“Strategic vacuum” after end of NHS London threatens patient care in the capitalBMJ 2011; 343 doi: http://dx.doi.org/10.1136/bmj.d8130 (Published 13 December 2011) Cite this as: BMJ 2011;343:d8130
The government needs to spell out who will be responsible for coordinating health services across London when the capital’s strategic health authority is abolished in April 2012, says the healthcare think tank the King’s Fund.
A report from the fund warns that the situation raises “a real risk of declining financial performance and a failure to tackle unacceptable variations in the quality of care in the reformed NHS.”
The Health and Social Care Bill, which is currently before parliament, does not deal with what the fund refers to as “a strategic vacuum” in the coordination of London’s health services.

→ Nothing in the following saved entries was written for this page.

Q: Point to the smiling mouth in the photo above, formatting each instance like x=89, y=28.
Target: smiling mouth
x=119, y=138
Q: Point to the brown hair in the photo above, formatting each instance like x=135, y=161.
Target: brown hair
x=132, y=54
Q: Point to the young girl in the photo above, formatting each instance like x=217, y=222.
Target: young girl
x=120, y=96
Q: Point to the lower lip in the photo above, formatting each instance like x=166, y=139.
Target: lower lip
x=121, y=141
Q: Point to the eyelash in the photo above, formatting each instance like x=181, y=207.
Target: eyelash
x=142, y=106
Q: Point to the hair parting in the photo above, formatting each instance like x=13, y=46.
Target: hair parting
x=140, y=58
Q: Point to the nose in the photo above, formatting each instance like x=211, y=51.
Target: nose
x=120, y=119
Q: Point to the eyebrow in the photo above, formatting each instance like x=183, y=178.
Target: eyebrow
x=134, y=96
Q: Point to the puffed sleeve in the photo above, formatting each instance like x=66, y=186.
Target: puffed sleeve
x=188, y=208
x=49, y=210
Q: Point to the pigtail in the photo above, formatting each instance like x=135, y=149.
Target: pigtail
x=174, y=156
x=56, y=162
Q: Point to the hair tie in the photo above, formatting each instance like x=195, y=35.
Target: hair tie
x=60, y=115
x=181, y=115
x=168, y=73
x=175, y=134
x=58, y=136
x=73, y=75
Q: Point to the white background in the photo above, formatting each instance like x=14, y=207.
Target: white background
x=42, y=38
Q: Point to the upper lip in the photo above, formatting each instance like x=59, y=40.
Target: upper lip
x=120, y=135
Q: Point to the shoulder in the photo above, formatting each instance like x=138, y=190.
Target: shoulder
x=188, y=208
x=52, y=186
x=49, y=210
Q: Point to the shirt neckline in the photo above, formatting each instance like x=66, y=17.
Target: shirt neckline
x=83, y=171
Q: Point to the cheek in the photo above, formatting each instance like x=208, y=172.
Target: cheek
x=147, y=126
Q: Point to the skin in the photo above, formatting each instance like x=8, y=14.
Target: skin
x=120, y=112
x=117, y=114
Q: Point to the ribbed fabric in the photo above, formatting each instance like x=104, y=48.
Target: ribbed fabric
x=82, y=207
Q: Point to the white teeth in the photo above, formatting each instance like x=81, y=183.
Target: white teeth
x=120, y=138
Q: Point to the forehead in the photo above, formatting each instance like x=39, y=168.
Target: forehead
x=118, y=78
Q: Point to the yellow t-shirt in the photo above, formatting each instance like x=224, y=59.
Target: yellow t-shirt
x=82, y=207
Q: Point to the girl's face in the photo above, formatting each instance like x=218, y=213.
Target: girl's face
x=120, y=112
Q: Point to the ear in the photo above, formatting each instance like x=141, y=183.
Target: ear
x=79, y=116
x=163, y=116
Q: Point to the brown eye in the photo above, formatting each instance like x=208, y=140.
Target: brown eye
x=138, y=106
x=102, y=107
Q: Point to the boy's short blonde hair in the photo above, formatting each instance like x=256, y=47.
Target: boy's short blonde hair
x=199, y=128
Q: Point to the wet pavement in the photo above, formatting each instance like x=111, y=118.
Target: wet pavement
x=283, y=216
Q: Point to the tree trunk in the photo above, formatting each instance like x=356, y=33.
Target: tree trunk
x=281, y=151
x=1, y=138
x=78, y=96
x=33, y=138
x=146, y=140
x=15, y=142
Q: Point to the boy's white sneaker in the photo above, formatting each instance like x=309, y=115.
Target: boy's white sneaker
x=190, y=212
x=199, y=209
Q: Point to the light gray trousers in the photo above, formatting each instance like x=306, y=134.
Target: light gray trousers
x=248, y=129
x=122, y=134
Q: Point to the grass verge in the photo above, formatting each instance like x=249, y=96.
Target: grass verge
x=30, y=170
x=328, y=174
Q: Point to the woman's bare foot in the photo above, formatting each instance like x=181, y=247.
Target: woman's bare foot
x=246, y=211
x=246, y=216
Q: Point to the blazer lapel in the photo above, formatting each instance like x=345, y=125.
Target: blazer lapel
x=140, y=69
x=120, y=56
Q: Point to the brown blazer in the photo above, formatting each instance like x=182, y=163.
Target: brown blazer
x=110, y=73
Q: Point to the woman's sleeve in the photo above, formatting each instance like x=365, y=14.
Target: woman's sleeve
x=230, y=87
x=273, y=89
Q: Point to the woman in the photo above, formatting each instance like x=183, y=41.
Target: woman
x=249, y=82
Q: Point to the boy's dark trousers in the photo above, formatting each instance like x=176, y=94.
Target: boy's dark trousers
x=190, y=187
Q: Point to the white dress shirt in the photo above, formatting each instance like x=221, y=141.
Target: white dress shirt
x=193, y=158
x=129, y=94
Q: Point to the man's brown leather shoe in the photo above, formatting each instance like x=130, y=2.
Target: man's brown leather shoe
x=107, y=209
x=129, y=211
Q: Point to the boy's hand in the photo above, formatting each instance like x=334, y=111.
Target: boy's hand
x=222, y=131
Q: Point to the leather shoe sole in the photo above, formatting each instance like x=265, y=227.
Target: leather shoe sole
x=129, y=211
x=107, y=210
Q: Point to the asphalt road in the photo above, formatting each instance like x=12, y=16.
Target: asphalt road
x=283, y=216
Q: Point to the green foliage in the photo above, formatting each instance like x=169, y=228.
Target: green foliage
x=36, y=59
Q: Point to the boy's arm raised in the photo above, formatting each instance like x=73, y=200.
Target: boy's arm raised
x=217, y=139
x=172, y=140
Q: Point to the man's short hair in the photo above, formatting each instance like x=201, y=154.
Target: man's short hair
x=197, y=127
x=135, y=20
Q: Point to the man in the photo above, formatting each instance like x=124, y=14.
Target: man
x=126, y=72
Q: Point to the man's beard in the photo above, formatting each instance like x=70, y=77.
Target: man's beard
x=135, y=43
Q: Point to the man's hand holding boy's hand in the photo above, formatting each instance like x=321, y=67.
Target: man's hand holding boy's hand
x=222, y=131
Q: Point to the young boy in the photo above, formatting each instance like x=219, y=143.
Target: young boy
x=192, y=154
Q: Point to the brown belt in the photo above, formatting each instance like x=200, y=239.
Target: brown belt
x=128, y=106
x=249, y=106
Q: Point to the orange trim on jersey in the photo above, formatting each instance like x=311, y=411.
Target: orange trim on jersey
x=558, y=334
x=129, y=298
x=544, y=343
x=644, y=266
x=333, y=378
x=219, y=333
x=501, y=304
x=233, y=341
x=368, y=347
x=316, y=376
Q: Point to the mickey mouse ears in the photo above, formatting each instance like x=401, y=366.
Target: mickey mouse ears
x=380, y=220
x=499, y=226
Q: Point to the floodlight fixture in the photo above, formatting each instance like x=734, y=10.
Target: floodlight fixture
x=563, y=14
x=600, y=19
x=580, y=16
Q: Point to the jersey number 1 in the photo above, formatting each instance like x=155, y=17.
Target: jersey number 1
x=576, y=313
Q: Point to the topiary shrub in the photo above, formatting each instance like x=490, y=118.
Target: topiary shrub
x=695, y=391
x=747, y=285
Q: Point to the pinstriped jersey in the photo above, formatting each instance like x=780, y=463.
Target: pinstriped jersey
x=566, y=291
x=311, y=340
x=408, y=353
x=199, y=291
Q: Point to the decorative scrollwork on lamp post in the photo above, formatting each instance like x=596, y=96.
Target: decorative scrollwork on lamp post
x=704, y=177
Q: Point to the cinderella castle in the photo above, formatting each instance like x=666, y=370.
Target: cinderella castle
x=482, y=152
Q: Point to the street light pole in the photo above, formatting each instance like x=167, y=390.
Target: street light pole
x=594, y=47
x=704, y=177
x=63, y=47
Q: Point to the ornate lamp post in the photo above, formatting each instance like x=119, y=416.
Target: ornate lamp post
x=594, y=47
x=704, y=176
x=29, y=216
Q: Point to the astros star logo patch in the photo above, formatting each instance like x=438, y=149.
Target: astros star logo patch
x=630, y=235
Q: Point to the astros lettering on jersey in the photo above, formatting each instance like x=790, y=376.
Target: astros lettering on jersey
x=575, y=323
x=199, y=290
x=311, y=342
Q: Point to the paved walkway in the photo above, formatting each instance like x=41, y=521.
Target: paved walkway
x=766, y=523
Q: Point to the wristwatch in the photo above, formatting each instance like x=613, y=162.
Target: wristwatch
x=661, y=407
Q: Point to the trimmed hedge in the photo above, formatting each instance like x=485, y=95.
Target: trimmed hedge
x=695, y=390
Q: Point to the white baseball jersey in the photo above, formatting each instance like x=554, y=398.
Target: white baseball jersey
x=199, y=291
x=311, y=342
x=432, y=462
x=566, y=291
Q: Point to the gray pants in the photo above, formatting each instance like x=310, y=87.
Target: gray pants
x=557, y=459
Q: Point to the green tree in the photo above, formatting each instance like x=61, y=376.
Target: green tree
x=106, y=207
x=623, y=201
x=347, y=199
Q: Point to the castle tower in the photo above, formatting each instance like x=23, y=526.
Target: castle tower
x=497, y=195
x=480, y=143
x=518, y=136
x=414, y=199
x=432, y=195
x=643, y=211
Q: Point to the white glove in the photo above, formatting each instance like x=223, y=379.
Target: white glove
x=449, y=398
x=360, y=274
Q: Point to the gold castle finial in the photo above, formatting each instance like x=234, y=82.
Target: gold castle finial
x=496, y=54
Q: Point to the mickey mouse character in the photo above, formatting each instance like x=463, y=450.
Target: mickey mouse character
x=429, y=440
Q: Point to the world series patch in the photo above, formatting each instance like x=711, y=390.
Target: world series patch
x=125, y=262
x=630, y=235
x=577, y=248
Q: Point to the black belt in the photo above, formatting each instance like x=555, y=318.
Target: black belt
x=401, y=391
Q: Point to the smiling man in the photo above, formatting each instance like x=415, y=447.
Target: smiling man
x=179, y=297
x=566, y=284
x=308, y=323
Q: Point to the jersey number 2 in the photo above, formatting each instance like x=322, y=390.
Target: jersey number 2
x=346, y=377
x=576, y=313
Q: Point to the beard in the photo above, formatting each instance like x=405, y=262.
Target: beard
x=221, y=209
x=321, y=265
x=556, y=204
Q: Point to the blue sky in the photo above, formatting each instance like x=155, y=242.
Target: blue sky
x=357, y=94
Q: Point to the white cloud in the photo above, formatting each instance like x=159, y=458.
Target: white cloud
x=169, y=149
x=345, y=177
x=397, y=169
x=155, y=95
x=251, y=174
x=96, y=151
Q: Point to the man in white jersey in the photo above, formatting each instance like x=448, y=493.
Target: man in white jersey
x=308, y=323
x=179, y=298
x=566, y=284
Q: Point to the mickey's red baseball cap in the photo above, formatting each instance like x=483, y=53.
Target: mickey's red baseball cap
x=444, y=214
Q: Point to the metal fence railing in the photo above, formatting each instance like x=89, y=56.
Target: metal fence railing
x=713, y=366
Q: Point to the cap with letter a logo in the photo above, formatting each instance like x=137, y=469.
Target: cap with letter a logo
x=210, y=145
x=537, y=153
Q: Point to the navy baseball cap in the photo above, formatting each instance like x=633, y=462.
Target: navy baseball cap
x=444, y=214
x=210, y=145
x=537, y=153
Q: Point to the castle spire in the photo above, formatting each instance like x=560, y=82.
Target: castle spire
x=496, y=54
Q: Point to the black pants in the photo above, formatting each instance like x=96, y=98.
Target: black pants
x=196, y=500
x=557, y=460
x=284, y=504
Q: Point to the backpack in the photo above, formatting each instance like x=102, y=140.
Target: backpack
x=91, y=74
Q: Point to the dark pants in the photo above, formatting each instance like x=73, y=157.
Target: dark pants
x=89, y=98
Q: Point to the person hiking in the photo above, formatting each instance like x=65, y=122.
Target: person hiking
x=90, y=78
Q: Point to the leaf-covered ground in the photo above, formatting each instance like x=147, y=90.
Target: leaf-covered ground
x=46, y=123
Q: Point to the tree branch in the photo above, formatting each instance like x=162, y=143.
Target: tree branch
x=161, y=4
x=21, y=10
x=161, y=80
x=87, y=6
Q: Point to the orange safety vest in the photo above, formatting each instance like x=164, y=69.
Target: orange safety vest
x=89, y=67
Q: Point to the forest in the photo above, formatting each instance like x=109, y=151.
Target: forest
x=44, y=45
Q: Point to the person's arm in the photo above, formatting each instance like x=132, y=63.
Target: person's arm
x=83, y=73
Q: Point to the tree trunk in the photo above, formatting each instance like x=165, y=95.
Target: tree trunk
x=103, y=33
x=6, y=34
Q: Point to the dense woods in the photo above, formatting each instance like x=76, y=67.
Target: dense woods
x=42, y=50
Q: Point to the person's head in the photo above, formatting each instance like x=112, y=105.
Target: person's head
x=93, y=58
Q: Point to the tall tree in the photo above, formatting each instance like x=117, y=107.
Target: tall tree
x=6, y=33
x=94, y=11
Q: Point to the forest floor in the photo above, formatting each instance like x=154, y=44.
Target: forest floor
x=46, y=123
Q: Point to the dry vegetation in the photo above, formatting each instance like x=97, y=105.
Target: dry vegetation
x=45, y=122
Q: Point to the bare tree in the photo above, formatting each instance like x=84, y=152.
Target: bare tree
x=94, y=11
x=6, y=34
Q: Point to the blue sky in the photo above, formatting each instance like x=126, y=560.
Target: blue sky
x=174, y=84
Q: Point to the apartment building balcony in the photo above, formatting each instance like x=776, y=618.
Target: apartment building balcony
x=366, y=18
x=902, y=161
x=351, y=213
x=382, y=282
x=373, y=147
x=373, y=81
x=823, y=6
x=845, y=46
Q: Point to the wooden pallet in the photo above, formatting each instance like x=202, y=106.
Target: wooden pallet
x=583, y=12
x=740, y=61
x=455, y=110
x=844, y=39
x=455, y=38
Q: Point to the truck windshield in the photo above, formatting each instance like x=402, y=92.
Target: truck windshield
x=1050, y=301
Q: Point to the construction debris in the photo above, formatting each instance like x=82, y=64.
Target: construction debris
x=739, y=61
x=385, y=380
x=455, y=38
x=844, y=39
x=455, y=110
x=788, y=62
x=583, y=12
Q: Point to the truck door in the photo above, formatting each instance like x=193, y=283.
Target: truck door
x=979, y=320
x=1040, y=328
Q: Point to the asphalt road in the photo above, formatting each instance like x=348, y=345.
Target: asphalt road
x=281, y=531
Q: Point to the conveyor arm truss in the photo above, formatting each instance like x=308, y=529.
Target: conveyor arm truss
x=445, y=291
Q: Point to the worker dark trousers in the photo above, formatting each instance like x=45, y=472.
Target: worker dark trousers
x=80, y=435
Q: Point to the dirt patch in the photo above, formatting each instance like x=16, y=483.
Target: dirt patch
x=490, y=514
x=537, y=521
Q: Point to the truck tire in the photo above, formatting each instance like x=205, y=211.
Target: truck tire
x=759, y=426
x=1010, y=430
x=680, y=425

Clinical commissioning groups, which will take on responsibility for commissioning most NHS services under the bill, are unlikely to be able to provide the leadership needed. Instead they “will need to work with the NHS Commissioning Board, local authorities and providers to bring about further improvements in care,” says the report.
It adds, “The time it takes to bring about complex service changes adds urgency to the work that needs to be done. The government must explain who will take the lead in improving health and health care in London and how the many different organisations that have an interest in doing so will work together to ensure that Londoners have access to health care of the highest possible standard within the resources available.”
Chris Ham, chief executive of the King’s Fund, said, “London’s NHS is in urgent need of change, but the risk is that no one will be in the driving seat to push through the changes needed to improve patient care. New pan-London health organisations are emerging, but none has a clear mandate to take the lead. Strategic leadership is important across the NHS, but in London it is particularly important as the challenges are more acute and urgent.”
These challenges include concentrating emergency care in fewer hospitals, which an analysis by NHS London has shown could save up to 500 lives a year. In addition, high rates of dissatisfaction with GP services and large health inequalities need to be tackled.
Although services in the capital have seen some improvement under the healthcare for London programme recommended by the former health minister Ara Darzi in December 2006—notably in the reorganisation of stroke and trauma care—the programme was abandoned when the coalition government took office in May 2010.
The report also warns that the NHS in the capital could face severe financial difficulties as budgets tighten over the next few years: 18 of London’s 31 acute care trusts are forecast to have a net deficit totalling around £170m (€200m; $265m) by 2014; about 13 trusts are unlikely to be financially viable by 2014, the deadline for all trusts to gain foundation status; and London’s NHS faces costs from private finance initiatives of £19bn to be paid by 2048, much higher than elsewhere in the country.
Cite this as: BMJ 2011;343:d8130
Improving Health and Health Care in London: Who Will Take the Lead? is at www.kingsfund.org.uk/publications/london_health_review.html.